New Opportunities Brewing: Goat Coffee House in E.C. Sees Revolutionary Renovation, Plans For New Mural

owners Laura and Ryan Bembnister work to overcome challenges from the past year to create everyone’s favorite spot for a cup of coffee

Ron Davis


NEW VIEWS, NEW BREWS. The Goat Coffee House on Water Street recently underwent serious renovations to completely revitalize the interior and exterior of the popular coffee shop. (Photo by Ron Davis)
NEW VIEWS, NEW BREWS. The Goat Coffee House on Water Street recently underwent serious renovations to completely revitalize the interior and exterior of the popular coffee shop. (Photo by Ron Davis)

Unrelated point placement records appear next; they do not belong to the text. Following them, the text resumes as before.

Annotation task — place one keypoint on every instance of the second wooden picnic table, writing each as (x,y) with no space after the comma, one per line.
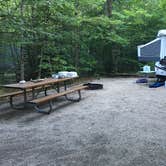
(34,84)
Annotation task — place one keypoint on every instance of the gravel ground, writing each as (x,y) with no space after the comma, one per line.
(122,125)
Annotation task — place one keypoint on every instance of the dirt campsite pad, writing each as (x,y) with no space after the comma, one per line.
(122,125)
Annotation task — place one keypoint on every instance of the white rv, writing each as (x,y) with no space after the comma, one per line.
(155,51)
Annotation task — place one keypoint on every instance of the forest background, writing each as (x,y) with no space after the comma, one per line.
(92,37)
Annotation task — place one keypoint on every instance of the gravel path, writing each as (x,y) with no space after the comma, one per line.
(122,125)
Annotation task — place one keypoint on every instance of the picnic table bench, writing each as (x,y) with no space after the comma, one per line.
(29,86)
(50,98)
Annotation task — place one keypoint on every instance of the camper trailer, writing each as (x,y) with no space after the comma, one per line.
(155,51)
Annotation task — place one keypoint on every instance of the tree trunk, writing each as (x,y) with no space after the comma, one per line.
(109,7)
(22,65)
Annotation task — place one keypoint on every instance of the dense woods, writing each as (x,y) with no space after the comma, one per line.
(40,37)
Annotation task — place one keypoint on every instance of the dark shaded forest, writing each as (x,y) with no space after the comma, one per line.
(41,37)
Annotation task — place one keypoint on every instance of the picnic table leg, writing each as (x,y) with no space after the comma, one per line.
(33,93)
(58,89)
(74,100)
(65,86)
(25,97)
(11,101)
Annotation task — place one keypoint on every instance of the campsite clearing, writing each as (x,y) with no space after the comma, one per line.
(122,125)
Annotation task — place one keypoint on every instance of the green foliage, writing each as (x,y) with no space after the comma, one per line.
(78,35)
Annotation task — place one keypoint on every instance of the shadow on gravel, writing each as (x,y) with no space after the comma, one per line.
(7,113)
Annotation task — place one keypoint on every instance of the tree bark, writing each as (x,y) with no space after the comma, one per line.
(109,7)
(22,65)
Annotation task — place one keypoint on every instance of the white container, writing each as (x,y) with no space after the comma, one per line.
(72,74)
(146,68)
(63,74)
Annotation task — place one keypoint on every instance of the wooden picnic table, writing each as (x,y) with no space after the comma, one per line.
(25,87)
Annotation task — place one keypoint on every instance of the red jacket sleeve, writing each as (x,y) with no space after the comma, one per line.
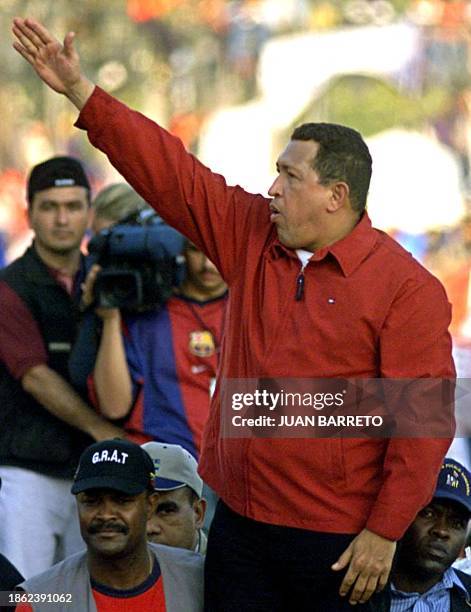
(187,194)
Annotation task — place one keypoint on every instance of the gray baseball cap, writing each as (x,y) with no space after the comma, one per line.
(174,467)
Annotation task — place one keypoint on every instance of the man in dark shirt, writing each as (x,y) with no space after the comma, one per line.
(422,578)
(119,570)
(44,424)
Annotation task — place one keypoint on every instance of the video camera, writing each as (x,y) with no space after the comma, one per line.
(140,262)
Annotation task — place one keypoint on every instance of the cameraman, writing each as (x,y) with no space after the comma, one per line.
(154,370)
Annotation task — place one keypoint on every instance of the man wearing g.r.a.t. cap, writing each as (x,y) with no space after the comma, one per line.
(120,570)
(44,424)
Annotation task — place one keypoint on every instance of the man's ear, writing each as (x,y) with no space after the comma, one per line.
(152,500)
(340,196)
(199,507)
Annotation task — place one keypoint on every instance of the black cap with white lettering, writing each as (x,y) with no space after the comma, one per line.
(57,172)
(116,464)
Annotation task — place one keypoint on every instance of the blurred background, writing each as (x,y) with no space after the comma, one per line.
(232,78)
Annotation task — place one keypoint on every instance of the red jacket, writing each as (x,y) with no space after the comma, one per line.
(368,310)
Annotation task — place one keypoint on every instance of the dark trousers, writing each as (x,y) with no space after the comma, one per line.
(256,567)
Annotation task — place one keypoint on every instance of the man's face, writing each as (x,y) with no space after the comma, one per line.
(300,202)
(176,520)
(113,524)
(435,538)
(202,274)
(59,217)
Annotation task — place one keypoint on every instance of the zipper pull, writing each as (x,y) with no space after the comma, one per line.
(300,286)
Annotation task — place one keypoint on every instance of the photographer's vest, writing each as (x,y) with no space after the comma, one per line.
(31,437)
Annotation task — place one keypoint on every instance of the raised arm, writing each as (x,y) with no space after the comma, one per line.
(58,65)
(111,377)
(111,373)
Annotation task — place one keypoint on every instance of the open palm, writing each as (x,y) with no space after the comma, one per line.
(56,64)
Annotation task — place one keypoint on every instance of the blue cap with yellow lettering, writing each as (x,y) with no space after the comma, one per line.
(454,482)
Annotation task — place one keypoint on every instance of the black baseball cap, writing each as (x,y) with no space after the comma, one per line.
(114,464)
(454,482)
(56,172)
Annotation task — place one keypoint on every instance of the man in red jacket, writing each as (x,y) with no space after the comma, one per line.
(315,292)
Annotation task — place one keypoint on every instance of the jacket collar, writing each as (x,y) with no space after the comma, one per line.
(349,252)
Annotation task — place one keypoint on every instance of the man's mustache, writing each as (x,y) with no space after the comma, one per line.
(99,526)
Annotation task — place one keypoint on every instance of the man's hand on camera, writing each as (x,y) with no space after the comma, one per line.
(58,65)
(88,297)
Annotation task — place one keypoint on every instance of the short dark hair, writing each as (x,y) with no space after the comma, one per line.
(342,156)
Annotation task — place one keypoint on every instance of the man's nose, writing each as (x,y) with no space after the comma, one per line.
(441,527)
(107,508)
(275,189)
(153,527)
(62,215)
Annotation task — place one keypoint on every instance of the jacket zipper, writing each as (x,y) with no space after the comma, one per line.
(300,284)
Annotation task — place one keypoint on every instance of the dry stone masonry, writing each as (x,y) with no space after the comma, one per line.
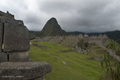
(14,46)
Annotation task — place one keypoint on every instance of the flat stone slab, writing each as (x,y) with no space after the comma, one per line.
(23,70)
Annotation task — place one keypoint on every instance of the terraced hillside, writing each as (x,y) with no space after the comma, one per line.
(65,65)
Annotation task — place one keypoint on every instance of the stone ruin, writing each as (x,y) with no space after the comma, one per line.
(14,57)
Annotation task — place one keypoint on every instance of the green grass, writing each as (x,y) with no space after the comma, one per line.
(95,54)
(77,68)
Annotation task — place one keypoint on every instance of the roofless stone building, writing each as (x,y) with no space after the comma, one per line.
(14,46)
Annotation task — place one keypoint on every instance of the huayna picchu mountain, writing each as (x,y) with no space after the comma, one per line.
(52,28)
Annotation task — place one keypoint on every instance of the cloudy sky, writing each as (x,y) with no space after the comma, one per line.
(72,15)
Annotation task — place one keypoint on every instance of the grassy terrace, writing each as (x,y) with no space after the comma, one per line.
(78,66)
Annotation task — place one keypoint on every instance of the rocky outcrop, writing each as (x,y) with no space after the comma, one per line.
(52,28)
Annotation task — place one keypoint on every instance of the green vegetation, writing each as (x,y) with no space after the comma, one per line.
(78,67)
(82,44)
(112,72)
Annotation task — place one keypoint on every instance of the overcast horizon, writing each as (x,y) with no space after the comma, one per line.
(77,15)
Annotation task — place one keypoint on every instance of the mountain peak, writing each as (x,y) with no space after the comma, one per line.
(52,28)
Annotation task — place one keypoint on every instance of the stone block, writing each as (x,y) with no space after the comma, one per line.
(23,70)
(19,56)
(3,57)
(16,38)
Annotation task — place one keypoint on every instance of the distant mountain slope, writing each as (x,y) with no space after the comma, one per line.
(52,28)
(115,35)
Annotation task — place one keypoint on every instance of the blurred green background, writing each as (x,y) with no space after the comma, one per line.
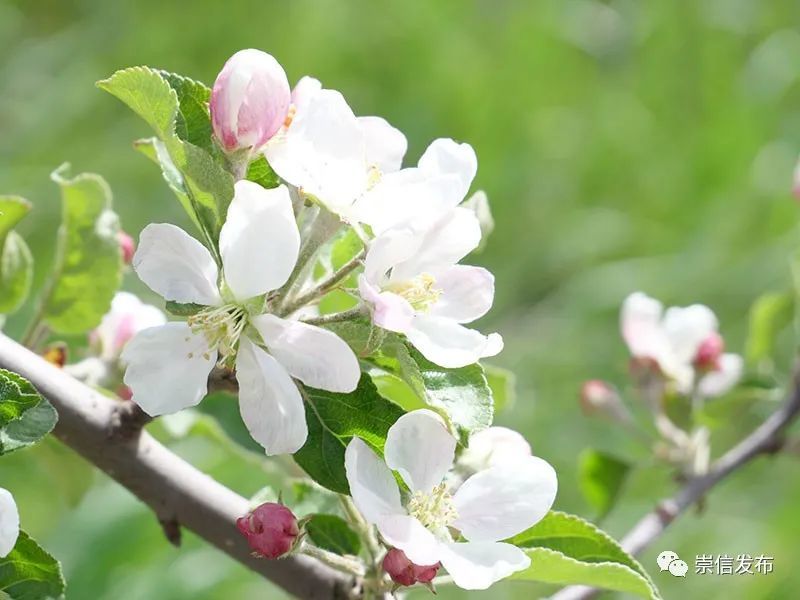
(624,145)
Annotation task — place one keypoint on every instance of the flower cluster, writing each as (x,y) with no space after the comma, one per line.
(342,170)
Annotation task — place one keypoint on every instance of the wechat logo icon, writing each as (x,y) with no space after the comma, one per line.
(670,561)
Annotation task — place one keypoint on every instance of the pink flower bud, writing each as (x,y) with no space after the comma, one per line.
(709,352)
(127,246)
(404,572)
(602,399)
(270,529)
(250,100)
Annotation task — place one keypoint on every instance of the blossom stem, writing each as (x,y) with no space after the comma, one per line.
(346,315)
(340,563)
(325,286)
(320,231)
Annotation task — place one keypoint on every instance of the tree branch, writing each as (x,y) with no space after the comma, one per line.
(767,438)
(99,429)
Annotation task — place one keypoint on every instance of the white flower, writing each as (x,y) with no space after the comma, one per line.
(168,366)
(9,522)
(683,342)
(490,506)
(415,287)
(494,446)
(328,152)
(127,317)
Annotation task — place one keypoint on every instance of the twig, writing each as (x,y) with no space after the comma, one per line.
(325,286)
(179,494)
(768,438)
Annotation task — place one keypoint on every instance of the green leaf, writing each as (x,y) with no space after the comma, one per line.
(17,395)
(261,172)
(332,533)
(503,384)
(30,573)
(25,417)
(183,310)
(566,550)
(148,94)
(192,121)
(601,477)
(89,261)
(16,272)
(203,186)
(463,394)
(16,262)
(333,420)
(12,210)
(769,315)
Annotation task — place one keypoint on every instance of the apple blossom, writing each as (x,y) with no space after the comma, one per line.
(271,529)
(493,446)
(683,342)
(168,366)
(404,572)
(414,286)
(491,505)
(249,101)
(328,153)
(127,317)
(9,522)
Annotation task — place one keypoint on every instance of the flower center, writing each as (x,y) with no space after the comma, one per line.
(435,510)
(222,327)
(420,292)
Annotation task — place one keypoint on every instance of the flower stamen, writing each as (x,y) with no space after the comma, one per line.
(435,510)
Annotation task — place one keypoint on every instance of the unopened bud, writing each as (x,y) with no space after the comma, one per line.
(404,572)
(602,399)
(709,352)
(271,529)
(127,246)
(250,100)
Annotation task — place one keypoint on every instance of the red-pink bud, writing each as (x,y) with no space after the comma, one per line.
(127,246)
(270,529)
(250,100)
(707,357)
(404,572)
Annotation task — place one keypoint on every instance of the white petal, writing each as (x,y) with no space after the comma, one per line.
(372,485)
(389,310)
(445,156)
(449,344)
(495,446)
(467,293)
(408,534)
(127,317)
(386,145)
(315,356)
(477,565)
(687,328)
(323,153)
(419,447)
(505,500)
(447,241)
(259,241)
(409,195)
(269,401)
(9,522)
(168,368)
(176,266)
(717,383)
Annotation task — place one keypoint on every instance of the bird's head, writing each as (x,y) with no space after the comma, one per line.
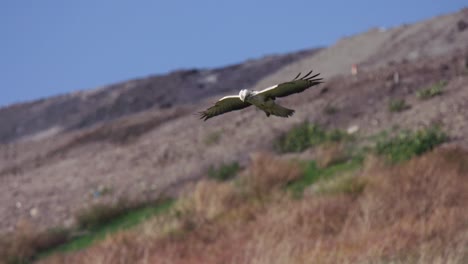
(243,94)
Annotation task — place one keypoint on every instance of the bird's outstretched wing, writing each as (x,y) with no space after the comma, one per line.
(224,105)
(294,86)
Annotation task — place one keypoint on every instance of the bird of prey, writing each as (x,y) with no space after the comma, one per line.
(264,99)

Just like businesses all around the world, The Goat Coffee House in Eau Claire has faced its share of challenges since March 2020, but owners Laura and Ryan Bembnister have not only tried to turn those challenges into opportunities, but have gained a new, richer appreciation for their place in the Eau Claire community.


“The news is we’re open,” Ryan said. “The Goat is a great place to study, a great place to have breakfast or lunch with some friends, a place to get away from everything. That’s why we did the new addition and moved things around, just to set it up so we’re accommodating to everyone. Regardless if you’re a student, retired, or whatever, you can come down and have a cup of coffee.”

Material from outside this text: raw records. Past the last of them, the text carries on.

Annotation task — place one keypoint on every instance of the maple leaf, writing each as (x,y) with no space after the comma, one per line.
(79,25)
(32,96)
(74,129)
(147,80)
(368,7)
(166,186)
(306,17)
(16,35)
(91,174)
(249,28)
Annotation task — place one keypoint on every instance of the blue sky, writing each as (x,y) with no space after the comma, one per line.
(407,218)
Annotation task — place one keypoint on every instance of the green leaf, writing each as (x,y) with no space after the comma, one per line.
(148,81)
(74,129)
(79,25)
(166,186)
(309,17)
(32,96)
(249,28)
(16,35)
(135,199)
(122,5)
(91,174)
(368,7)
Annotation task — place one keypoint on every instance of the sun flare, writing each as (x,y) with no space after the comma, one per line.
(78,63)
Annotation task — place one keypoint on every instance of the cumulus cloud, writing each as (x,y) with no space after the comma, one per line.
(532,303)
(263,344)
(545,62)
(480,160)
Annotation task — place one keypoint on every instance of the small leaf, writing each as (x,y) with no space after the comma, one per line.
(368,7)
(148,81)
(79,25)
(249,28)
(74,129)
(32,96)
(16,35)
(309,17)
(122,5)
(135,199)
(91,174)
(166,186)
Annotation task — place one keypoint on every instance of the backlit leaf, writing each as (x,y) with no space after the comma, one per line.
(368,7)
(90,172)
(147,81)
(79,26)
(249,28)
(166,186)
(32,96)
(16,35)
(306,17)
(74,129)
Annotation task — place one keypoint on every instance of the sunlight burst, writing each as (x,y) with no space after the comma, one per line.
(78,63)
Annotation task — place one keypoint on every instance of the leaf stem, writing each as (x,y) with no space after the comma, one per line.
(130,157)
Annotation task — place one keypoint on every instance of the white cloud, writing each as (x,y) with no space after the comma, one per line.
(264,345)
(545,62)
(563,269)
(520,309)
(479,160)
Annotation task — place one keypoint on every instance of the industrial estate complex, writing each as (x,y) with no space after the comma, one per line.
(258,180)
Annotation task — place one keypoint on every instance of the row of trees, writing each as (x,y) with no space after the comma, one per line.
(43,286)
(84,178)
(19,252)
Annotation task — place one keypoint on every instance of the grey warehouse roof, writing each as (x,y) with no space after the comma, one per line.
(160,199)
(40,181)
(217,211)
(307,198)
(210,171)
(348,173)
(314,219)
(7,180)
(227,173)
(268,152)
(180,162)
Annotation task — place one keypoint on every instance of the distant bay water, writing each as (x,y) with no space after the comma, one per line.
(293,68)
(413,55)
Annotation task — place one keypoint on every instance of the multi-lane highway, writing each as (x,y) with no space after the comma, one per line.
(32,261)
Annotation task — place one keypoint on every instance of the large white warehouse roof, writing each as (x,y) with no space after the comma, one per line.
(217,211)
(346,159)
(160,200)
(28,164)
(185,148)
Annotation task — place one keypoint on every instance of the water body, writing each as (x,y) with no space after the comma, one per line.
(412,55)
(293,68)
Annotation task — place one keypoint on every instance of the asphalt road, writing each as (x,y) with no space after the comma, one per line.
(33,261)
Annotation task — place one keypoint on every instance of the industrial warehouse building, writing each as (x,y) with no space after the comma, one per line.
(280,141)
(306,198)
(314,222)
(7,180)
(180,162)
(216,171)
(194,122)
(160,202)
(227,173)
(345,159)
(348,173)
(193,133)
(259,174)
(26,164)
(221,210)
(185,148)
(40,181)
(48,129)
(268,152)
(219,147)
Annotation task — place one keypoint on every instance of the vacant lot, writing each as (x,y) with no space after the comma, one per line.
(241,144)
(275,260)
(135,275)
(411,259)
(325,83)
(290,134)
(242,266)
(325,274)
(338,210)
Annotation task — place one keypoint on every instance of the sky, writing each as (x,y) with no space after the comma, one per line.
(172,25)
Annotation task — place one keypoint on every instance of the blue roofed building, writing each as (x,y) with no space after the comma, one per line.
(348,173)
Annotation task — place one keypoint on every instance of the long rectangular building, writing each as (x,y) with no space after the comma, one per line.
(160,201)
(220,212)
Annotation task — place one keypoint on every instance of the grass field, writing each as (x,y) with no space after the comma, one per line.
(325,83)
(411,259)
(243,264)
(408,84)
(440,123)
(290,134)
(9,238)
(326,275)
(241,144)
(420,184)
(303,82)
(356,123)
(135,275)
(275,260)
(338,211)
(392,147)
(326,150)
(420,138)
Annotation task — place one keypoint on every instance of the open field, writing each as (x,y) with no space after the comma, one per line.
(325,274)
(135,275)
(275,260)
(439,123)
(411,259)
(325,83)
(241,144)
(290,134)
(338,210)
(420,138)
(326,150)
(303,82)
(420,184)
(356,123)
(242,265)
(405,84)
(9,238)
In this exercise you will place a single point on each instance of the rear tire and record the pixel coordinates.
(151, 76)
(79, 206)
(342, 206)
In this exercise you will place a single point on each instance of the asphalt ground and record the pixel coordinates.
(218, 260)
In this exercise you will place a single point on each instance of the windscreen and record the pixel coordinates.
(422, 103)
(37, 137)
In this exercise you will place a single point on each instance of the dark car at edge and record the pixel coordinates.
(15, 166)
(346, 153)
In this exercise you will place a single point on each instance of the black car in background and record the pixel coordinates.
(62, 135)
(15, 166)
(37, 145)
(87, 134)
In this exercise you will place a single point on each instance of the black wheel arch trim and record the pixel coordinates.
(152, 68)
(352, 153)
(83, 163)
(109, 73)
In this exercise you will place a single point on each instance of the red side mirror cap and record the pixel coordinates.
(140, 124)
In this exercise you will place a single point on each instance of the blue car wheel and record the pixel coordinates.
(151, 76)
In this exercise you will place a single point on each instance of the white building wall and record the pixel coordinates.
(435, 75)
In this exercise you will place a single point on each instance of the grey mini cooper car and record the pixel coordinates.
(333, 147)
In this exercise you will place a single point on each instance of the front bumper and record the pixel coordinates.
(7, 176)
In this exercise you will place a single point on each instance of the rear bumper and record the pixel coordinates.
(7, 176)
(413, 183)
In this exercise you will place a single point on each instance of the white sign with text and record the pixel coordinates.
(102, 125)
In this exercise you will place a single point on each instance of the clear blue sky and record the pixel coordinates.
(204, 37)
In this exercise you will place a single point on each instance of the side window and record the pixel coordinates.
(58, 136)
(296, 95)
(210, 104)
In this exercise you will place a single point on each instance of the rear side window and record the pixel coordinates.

The “main” Goat (their smaller Marshfield Clinic location is mostly take-out) has been doing business on Water Street for 17 years, first where El Patio is now and then for the last seven years further east across the street from The Pickle.

"Since we've just opened back up, we've just been overwhelmed. We learned it's not just us going to them, it's them coming to us." 

When most non-essential businesses shut their doors in March 2020 due to the pandemic, Ryan and Laura decided to have the front of the coffee shop renovated to provide a more modern-looking face and to create more room. They re-opened three months later, but by November, Ryan said, along with the continuing capacity restrictions the pandemic fostered, they didn’t feel “things were going in the right direction,” so they closed again and commissioned Market and Johnson to build an addition stretching out the back that would double their seating to 72 and give the whole business a facelift. The “new” Goat re-opened in February.

Future plans for The Goat on Water Street include erection of a three-panel, 15’ by 10’ mural on their east exterior wall. Again, due to complications created by the pandemic, it’s not clear when the mural will be completed, but Ryan indicated the theme will be “awareness,” emphasizing equality and compassion for others.

Back in operation, one challenge The Goat now faces is with the supply chain. “That’s where my wife and her intelligence come in,” Ryan said. “She’s very good at finding stuff. Obviously, the coffee industry took a hit, but we haven’t run too low. Paper products have been a problem, and weird stuff like chips – we can’t find chips! Luckily, we have been in business so long that we have many distributor contacts.”

Besides handling the logistics of the addition and remodeling, Laura does all the behind-the-scenes work of running a small business. “She’s the brains of the operation,” Ryan said. “I’m the floor guy.”

Though this has been a difficult stretch for The Goat, Ryan said it has taught him and Laura something very important. “We knew we had loyal customers, but we didn’t know how loyal they were, how appreciative they were of what we do here. Whether it was from the community or the university, there was an outcry when we shut down and e-gift cards were being bought. Laura was saying, ‘Gee, we’re selling gift cards every day, and we’re closed!’ When I asked who was buying them, Laura said they were all our regulars, helping us out, supporting us. And when we had just takeout, we had numerous regulars coming in to buy goodies for work or home, or lunch for their whole crew. What I learned was we had been doing the right things, but I guess we were doing them so right that the community wanted to support us. And since we’ve opened back up, we’ve just been overwhelmed. We learned it’s not just us going to them, it’s them coming to us.”

What makes The Goat so notable, you ask? Well, the answer is simple: their coffee. The Goat may be the only shop in the area that gets its coffee from Alakef, a small mom-and-pop roastery in Duluth. Ryan also noted they offer five coffees on a self-serve basis every day and will soon get back to six, including a variety of flavors, organics, and decaf. The Goat also features a small meeting room which can be closed off for groups, a few sidewalk tables, and quiet booth seating in the back.

One challenge The Goat has not had to face was staffing. Most of the 17 employees are college students, and Ryan noted there’s little turnover, with some employees staying at The Goat for their college career since it works well with their schedules and they like the friendly atmosphere.

“The two most important things here,” Ryan tells new hires, “are customers and coffee. When the coffee’s full and the customers are happy, we’re fine.”